When the capes were done, I took them to school for Loki's inspection; I was terrified that he wouldn't approve of them. I was equally terrified that I'd made the capes for a hallucination, but I thought I'd better be safe than sorry. After all, my job was on the line. Loki did approve the capes, and I put the tiny cape on my Lego Loki with shaking hands, and handed the real one two full-size capes and the extra little one. He bowed, and said our business together was done, at least for now. He smiled his sarcastic smile, and winked at me again.

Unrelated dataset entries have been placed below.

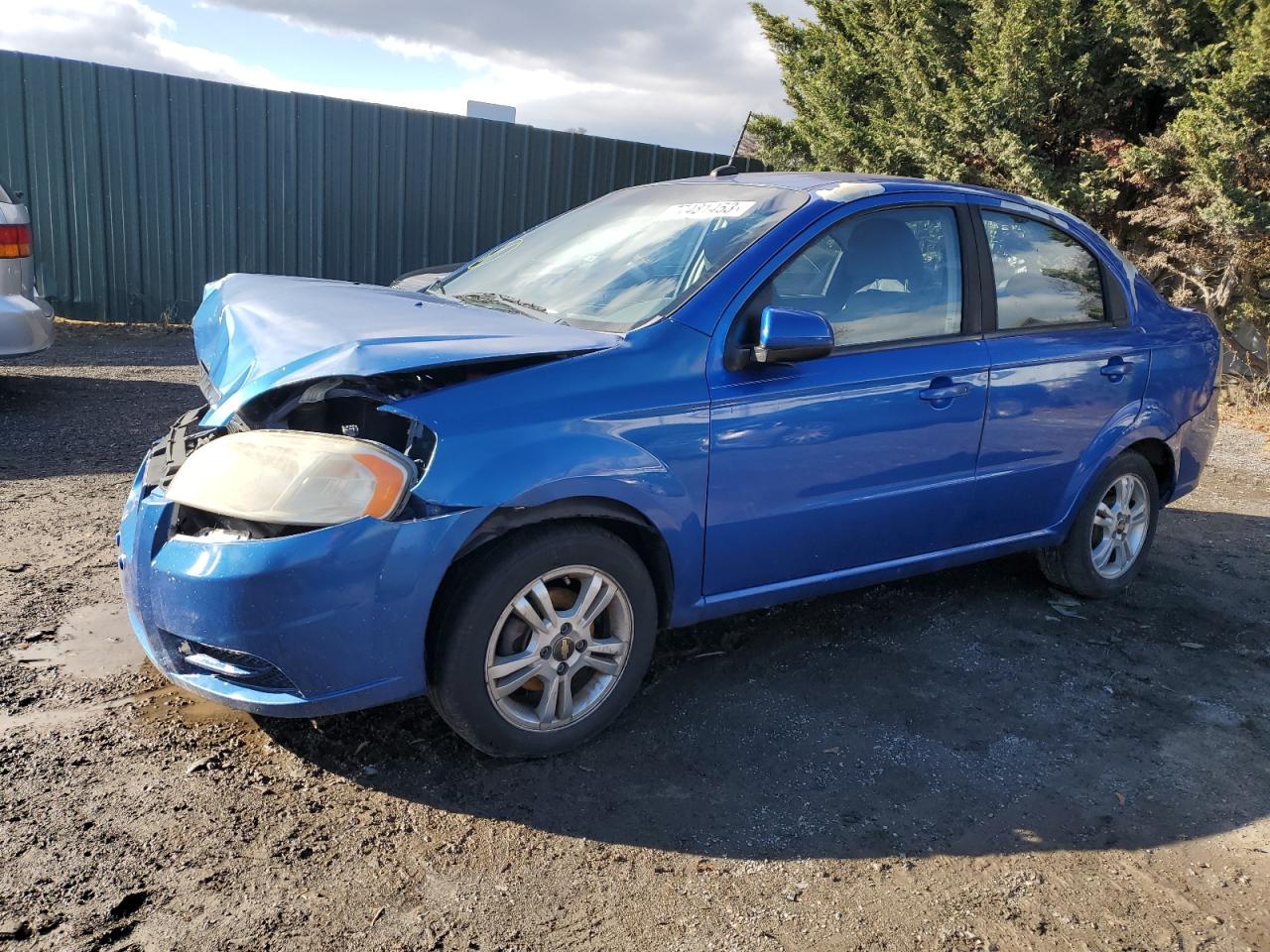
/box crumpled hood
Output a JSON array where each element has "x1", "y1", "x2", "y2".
[{"x1": 193, "y1": 274, "x2": 620, "y2": 425}]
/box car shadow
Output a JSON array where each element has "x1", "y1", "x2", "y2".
[
  {"x1": 0, "y1": 367, "x2": 204, "y2": 479},
  {"x1": 260, "y1": 511, "x2": 1270, "y2": 860}
]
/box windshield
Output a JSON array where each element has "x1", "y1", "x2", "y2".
[{"x1": 431, "y1": 182, "x2": 807, "y2": 334}]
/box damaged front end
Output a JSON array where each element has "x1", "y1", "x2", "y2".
[{"x1": 144, "y1": 355, "x2": 548, "y2": 540}]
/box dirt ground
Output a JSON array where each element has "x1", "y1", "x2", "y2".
[{"x1": 0, "y1": 329, "x2": 1270, "y2": 952}]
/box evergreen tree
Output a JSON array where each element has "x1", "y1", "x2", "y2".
[{"x1": 750, "y1": 0, "x2": 1270, "y2": 373}]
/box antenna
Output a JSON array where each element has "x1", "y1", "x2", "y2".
[
  {"x1": 727, "y1": 110, "x2": 754, "y2": 165},
  {"x1": 710, "y1": 112, "x2": 754, "y2": 178}
]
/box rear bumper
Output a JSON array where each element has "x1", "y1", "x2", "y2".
[
  {"x1": 0, "y1": 295, "x2": 54, "y2": 357},
  {"x1": 118, "y1": 459, "x2": 482, "y2": 717}
]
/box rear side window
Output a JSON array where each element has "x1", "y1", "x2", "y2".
[
  {"x1": 980, "y1": 210, "x2": 1106, "y2": 330},
  {"x1": 756, "y1": 205, "x2": 961, "y2": 348}
]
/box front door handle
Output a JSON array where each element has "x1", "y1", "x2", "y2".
[
  {"x1": 917, "y1": 381, "x2": 970, "y2": 404},
  {"x1": 1098, "y1": 357, "x2": 1133, "y2": 384}
]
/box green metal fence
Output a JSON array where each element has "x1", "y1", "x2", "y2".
[{"x1": 0, "y1": 51, "x2": 759, "y2": 321}]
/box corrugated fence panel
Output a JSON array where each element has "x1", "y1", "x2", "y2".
[{"x1": 0, "y1": 51, "x2": 762, "y2": 321}]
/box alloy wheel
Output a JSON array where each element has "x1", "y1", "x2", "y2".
[
  {"x1": 1089, "y1": 472, "x2": 1151, "y2": 579},
  {"x1": 485, "y1": 565, "x2": 635, "y2": 731}
]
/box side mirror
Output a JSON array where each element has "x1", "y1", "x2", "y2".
[{"x1": 753, "y1": 307, "x2": 833, "y2": 364}]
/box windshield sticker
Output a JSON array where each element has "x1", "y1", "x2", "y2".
[{"x1": 657, "y1": 200, "x2": 756, "y2": 219}]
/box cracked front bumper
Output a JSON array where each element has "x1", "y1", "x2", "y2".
[{"x1": 118, "y1": 459, "x2": 484, "y2": 717}]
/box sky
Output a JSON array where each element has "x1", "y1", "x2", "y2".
[{"x1": 0, "y1": 0, "x2": 808, "y2": 153}]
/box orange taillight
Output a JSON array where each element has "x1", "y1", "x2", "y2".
[{"x1": 0, "y1": 225, "x2": 31, "y2": 258}]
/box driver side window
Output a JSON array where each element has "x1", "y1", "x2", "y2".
[{"x1": 757, "y1": 205, "x2": 961, "y2": 348}]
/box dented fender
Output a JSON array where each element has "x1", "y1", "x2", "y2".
[{"x1": 193, "y1": 274, "x2": 621, "y2": 426}]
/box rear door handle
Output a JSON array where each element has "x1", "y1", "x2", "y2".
[
  {"x1": 1098, "y1": 357, "x2": 1133, "y2": 384},
  {"x1": 917, "y1": 384, "x2": 970, "y2": 404}
]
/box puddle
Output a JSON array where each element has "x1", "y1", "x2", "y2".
[
  {"x1": 128, "y1": 684, "x2": 257, "y2": 730},
  {"x1": 0, "y1": 602, "x2": 263, "y2": 736},
  {"x1": 9, "y1": 602, "x2": 145, "y2": 678}
]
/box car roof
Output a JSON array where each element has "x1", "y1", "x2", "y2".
[{"x1": 680, "y1": 172, "x2": 1066, "y2": 214}]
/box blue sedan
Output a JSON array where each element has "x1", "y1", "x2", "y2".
[{"x1": 118, "y1": 169, "x2": 1219, "y2": 757}]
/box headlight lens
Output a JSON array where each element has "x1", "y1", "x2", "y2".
[{"x1": 168, "y1": 430, "x2": 417, "y2": 526}]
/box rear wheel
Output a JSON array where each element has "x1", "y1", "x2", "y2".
[
  {"x1": 428, "y1": 523, "x2": 657, "y2": 757},
  {"x1": 1040, "y1": 453, "x2": 1160, "y2": 598}
]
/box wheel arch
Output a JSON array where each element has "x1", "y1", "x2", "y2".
[
  {"x1": 1120, "y1": 436, "x2": 1178, "y2": 505},
  {"x1": 439, "y1": 496, "x2": 675, "y2": 629}
]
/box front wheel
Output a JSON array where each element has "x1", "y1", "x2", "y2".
[
  {"x1": 1040, "y1": 452, "x2": 1160, "y2": 598},
  {"x1": 428, "y1": 523, "x2": 657, "y2": 757}
]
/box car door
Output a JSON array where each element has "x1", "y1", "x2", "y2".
[
  {"x1": 974, "y1": 203, "x2": 1149, "y2": 539},
  {"x1": 703, "y1": 195, "x2": 988, "y2": 597}
]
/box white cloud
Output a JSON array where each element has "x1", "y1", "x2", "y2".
[{"x1": 0, "y1": 0, "x2": 804, "y2": 151}]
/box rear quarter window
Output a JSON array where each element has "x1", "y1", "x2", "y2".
[{"x1": 980, "y1": 209, "x2": 1107, "y2": 330}]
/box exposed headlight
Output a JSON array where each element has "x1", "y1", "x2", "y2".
[{"x1": 168, "y1": 430, "x2": 418, "y2": 526}]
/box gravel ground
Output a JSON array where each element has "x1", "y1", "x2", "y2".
[{"x1": 0, "y1": 327, "x2": 1270, "y2": 952}]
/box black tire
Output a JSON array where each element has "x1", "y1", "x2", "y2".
[
  {"x1": 427, "y1": 522, "x2": 658, "y2": 758},
  {"x1": 1038, "y1": 452, "x2": 1160, "y2": 598}
]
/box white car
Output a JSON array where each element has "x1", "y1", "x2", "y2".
[{"x1": 0, "y1": 184, "x2": 54, "y2": 358}]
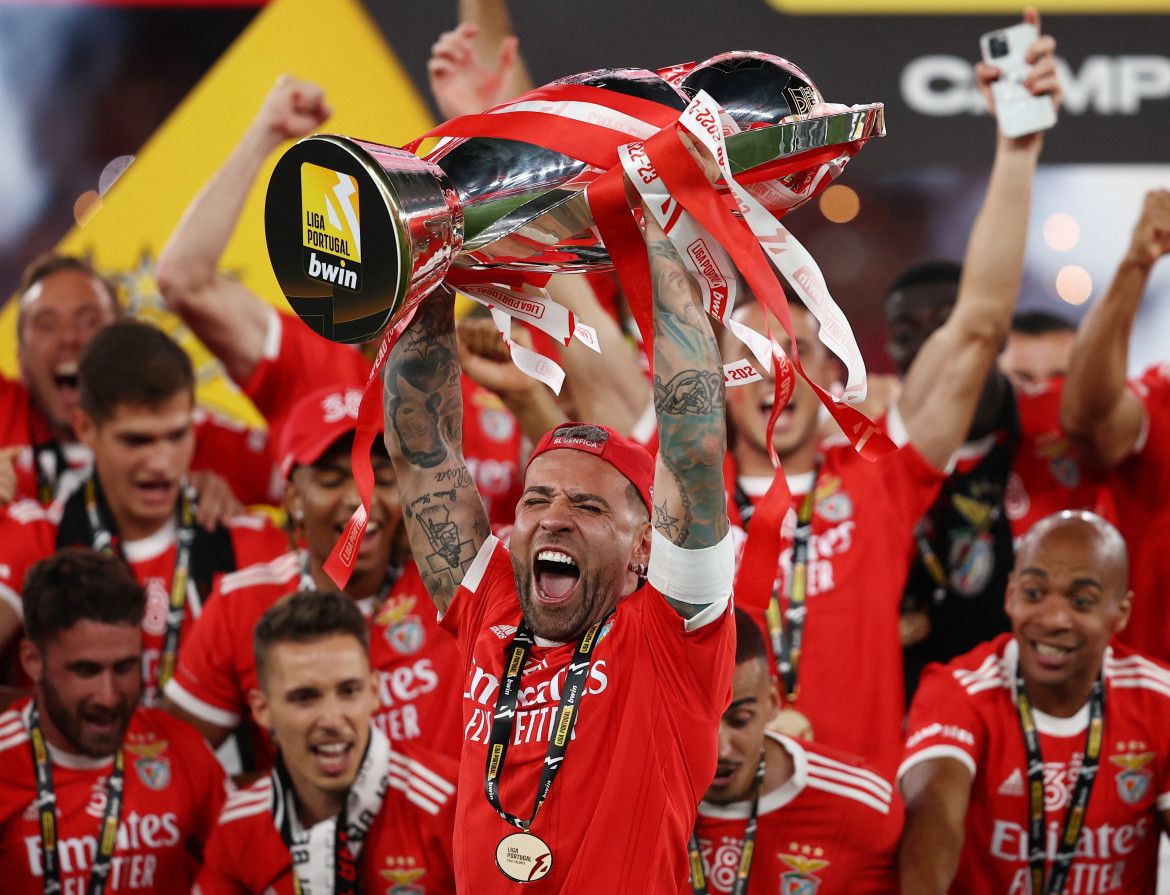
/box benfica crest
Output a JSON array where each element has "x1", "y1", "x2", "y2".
[
  {"x1": 779, "y1": 849, "x2": 828, "y2": 895},
  {"x1": 1109, "y1": 752, "x2": 1154, "y2": 805},
  {"x1": 125, "y1": 736, "x2": 171, "y2": 792},
  {"x1": 378, "y1": 855, "x2": 427, "y2": 895},
  {"x1": 373, "y1": 594, "x2": 427, "y2": 655}
]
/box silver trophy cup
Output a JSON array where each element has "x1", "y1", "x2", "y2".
[{"x1": 264, "y1": 53, "x2": 885, "y2": 343}]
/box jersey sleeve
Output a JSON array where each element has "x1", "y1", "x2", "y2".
[
  {"x1": 873, "y1": 442, "x2": 947, "y2": 532},
  {"x1": 897, "y1": 665, "x2": 986, "y2": 783},
  {"x1": 240, "y1": 309, "x2": 370, "y2": 428},
  {"x1": 164, "y1": 585, "x2": 252, "y2": 730},
  {"x1": 440, "y1": 535, "x2": 516, "y2": 656},
  {"x1": 0, "y1": 500, "x2": 56, "y2": 617}
]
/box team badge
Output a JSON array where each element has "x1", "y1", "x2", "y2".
[
  {"x1": 779, "y1": 848, "x2": 828, "y2": 895},
  {"x1": 125, "y1": 735, "x2": 171, "y2": 792},
  {"x1": 373, "y1": 594, "x2": 427, "y2": 655},
  {"x1": 378, "y1": 855, "x2": 427, "y2": 895},
  {"x1": 1109, "y1": 752, "x2": 1154, "y2": 805}
]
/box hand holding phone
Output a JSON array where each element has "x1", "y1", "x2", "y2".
[{"x1": 979, "y1": 22, "x2": 1057, "y2": 138}]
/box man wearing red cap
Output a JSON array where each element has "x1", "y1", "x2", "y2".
[
  {"x1": 385, "y1": 177, "x2": 735, "y2": 895},
  {"x1": 165, "y1": 388, "x2": 462, "y2": 767}
]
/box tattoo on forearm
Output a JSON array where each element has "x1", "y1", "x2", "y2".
[{"x1": 654, "y1": 370, "x2": 723, "y2": 416}]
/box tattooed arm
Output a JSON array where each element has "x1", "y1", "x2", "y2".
[
  {"x1": 383, "y1": 289, "x2": 491, "y2": 612},
  {"x1": 646, "y1": 201, "x2": 728, "y2": 617}
]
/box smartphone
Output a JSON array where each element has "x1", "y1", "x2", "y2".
[{"x1": 979, "y1": 22, "x2": 1057, "y2": 137}]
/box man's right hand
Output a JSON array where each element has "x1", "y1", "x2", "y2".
[
  {"x1": 427, "y1": 22, "x2": 519, "y2": 118},
  {"x1": 255, "y1": 75, "x2": 332, "y2": 144}
]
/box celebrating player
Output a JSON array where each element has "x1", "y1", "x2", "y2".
[
  {"x1": 0, "y1": 321, "x2": 288, "y2": 705},
  {"x1": 690, "y1": 608, "x2": 902, "y2": 895},
  {"x1": 385, "y1": 136, "x2": 734, "y2": 893},
  {"x1": 899, "y1": 511, "x2": 1170, "y2": 895},
  {"x1": 0, "y1": 549, "x2": 226, "y2": 895},
  {"x1": 194, "y1": 591, "x2": 455, "y2": 895},
  {"x1": 165, "y1": 387, "x2": 463, "y2": 767}
]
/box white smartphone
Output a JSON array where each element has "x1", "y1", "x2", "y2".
[{"x1": 979, "y1": 22, "x2": 1057, "y2": 137}]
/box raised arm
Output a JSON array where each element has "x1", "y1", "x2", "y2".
[
  {"x1": 1060, "y1": 190, "x2": 1170, "y2": 468},
  {"x1": 897, "y1": 9, "x2": 1060, "y2": 469},
  {"x1": 646, "y1": 205, "x2": 728, "y2": 550},
  {"x1": 156, "y1": 75, "x2": 329, "y2": 383},
  {"x1": 897, "y1": 758, "x2": 971, "y2": 895},
  {"x1": 383, "y1": 288, "x2": 491, "y2": 612}
]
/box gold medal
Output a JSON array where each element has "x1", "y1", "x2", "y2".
[
  {"x1": 496, "y1": 833, "x2": 552, "y2": 882},
  {"x1": 768, "y1": 705, "x2": 812, "y2": 739}
]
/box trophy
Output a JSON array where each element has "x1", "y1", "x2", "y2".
[{"x1": 264, "y1": 51, "x2": 885, "y2": 343}]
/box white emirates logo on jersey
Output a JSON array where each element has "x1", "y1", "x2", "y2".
[{"x1": 997, "y1": 767, "x2": 1024, "y2": 796}]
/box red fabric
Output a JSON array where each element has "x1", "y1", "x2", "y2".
[
  {"x1": 0, "y1": 377, "x2": 273, "y2": 503},
  {"x1": 0, "y1": 501, "x2": 288, "y2": 705},
  {"x1": 683, "y1": 734, "x2": 903, "y2": 895},
  {"x1": 728, "y1": 445, "x2": 944, "y2": 776},
  {"x1": 442, "y1": 539, "x2": 735, "y2": 895},
  {"x1": 1108, "y1": 364, "x2": 1170, "y2": 661},
  {"x1": 167, "y1": 552, "x2": 462, "y2": 767},
  {"x1": 525, "y1": 422, "x2": 654, "y2": 514},
  {"x1": 900, "y1": 634, "x2": 1170, "y2": 895},
  {"x1": 0, "y1": 698, "x2": 228, "y2": 895},
  {"x1": 1004, "y1": 379, "x2": 1113, "y2": 538},
  {"x1": 193, "y1": 753, "x2": 455, "y2": 895}
]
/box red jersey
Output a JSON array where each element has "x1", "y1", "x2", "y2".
[
  {"x1": 683, "y1": 732, "x2": 903, "y2": 895},
  {"x1": 899, "y1": 634, "x2": 1170, "y2": 895},
  {"x1": 1004, "y1": 377, "x2": 1112, "y2": 538},
  {"x1": 0, "y1": 377, "x2": 283, "y2": 503},
  {"x1": 240, "y1": 311, "x2": 523, "y2": 525},
  {"x1": 166, "y1": 552, "x2": 462, "y2": 767},
  {"x1": 442, "y1": 537, "x2": 735, "y2": 895},
  {"x1": 728, "y1": 445, "x2": 945, "y2": 777},
  {"x1": 0, "y1": 494, "x2": 288, "y2": 705},
  {"x1": 1108, "y1": 364, "x2": 1170, "y2": 661},
  {"x1": 192, "y1": 734, "x2": 455, "y2": 895},
  {"x1": 0, "y1": 698, "x2": 230, "y2": 895}
]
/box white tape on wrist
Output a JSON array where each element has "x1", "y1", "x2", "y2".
[{"x1": 646, "y1": 529, "x2": 735, "y2": 606}]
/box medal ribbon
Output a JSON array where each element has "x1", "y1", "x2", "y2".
[
  {"x1": 764, "y1": 457, "x2": 820, "y2": 703},
  {"x1": 28, "y1": 700, "x2": 125, "y2": 895},
  {"x1": 1016, "y1": 669, "x2": 1104, "y2": 895},
  {"x1": 689, "y1": 746, "x2": 765, "y2": 895},
  {"x1": 85, "y1": 476, "x2": 195, "y2": 690},
  {"x1": 273, "y1": 745, "x2": 355, "y2": 895},
  {"x1": 483, "y1": 613, "x2": 612, "y2": 832}
]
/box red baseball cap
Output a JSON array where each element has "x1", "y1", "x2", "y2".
[
  {"x1": 276, "y1": 386, "x2": 379, "y2": 479},
  {"x1": 524, "y1": 422, "x2": 654, "y2": 516}
]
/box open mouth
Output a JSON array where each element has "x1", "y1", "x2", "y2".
[
  {"x1": 532, "y1": 550, "x2": 581, "y2": 604},
  {"x1": 309, "y1": 742, "x2": 353, "y2": 774}
]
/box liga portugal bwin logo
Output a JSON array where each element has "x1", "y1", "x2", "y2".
[{"x1": 301, "y1": 161, "x2": 362, "y2": 292}]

"Oh", I said, "I made another purchase, just for you." I went into my school bag and brought out a 12" figure of Thor, complete with Mjolnir, and stood him on top of my computer monitor and fastened him down with a lot of duct tape.
Loki looked at me with fury, and I was afraid he was going to kill me on the spot (I saw him kill those dark elves). But he simply glowered at me, swore inelegantly, and disappeared.
Finally, it was all over. Thor would prevent any more trouble, and the full-sized Loki was gone. We continued with the school year as best we could, but I have to admit that sometimes I missed Loki's company. He was lovely to look at, when he creating chaos, and he could make a very dull afternoon very interesting. It was better he was gone, though. My principal and assistant principal came back, and things went back to normal, until one Thursday morning.
I opened my office door to find a huge blond god looking down at me, blue electric bolts traveling over the surface of his great hammer, blue eyes sparkling. If I thought Loki filled up my tiny office, I'd been wrong, this guy was truly huge, complete with red cape. With great aplomb, I said, "Uh, hello, uh Thor?" He smiled genially down at me.
"My lady", he said gently, "I hate to complain, but I find these accommodations inadequate. I have work that must be done in the Nine Realms, and though I have appreciated your hospitality, I find I must leave. It has been interesting watching you work with the children; I must complement you, you are good at your job. So, I give you my thanks, and bid you farewell."
"Thor! Don't you dare leave me alone here with Loki. You know what happened last time!"
"You must not worry, Susan, all will be well. I am convinced that my brother will behave himself; I have had many long talks with him, and have threatened him with dire consequences should he bother you again. Good-bye and good luck to you."
"Thor! Please!" But he was gone. My little Loki stood on my computer monitor looking like the child's toy that he was, the big Thor figure gone. Little Loki had his cape now, and looked far more dignified, and not quite so grumpy. So, I believed Thor, and knew that all would be well, until…
Almost a year went by, and things were blissfully dull and ordinary. I walked in my office one morning, to find my Lego Loki figure standing on top of my pencil cup. OK... I picked him up and looked at the little figure in my hand and said, "You know what Loki? I'm not making you anymore capes, and this time, we're going to do things my way!" As I live and breathe, I swear that little face smiled and winked at me.
End NotesThe author is a school counselor at a large middle school. Of course, she knows that she doesn't need the God of Mischief to make a middle school an insane place to work.